• Enzymatically oxidize actin at methionine 44 & 47 (-actin nomenclature)
• Study the role of M44/47 oxidation on actin function

Enzymatic oxidation of actin at Met44/Met47 by the monooxygenase MICAL1 has been shown to destabilize F-actin in vivo and to play a key role in a growing number of cellular processes, including cytokinesis, axonal guidance, dendritic organization, synaptic development, heart and muscle development, and cell viability.

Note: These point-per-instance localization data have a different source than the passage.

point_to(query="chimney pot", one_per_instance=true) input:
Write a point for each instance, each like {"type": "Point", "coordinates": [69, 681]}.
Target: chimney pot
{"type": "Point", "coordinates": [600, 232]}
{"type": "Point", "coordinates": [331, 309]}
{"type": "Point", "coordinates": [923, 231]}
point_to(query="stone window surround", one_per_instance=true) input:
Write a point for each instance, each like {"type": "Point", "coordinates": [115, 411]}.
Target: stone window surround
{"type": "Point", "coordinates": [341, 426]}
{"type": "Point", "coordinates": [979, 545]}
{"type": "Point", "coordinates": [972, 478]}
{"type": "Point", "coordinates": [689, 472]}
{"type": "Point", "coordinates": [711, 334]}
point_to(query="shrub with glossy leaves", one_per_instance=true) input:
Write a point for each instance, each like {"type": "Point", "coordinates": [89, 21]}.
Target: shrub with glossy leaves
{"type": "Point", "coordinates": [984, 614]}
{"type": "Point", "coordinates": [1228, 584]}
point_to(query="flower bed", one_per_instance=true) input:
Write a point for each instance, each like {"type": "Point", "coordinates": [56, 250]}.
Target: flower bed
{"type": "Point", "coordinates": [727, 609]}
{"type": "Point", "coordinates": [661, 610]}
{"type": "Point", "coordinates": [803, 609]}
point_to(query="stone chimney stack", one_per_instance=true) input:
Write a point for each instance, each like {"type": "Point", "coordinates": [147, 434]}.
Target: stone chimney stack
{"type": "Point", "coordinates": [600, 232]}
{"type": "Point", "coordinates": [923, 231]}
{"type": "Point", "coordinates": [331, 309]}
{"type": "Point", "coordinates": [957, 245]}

The Redox and CH domains of human MICAL1 protein have been produced and purified from a bacterial expression system;

• Protein tag: N-terminal His tag for purification
• UniProt ID: Q8TDZ2
• Redox & CH domains: aa 1-612
• Molecular weight: ~60 kDa
• Formulation: supplied as a lyophilized powder
• Composition: when resuspended to 1 mg/ml, the buffer composition is: 2 mM Tris pH 8.0, 20 mM NaCl, 1% sucrose, and 0.2% dextran

Protein purity is assessed by scanning densitometry of Coomassie Blue-stained protein on a 4-20% polyacrylamide gel. Purity is determined to be ≥90% pure.

The biological activity of MIC01 is determined by its ability to oxidize skeletal muscle actin AKL99 as determined by a subtilisin limited proteolysis assay (see datasheet). In this assay, MIC01 modifies ≥90% of the actin.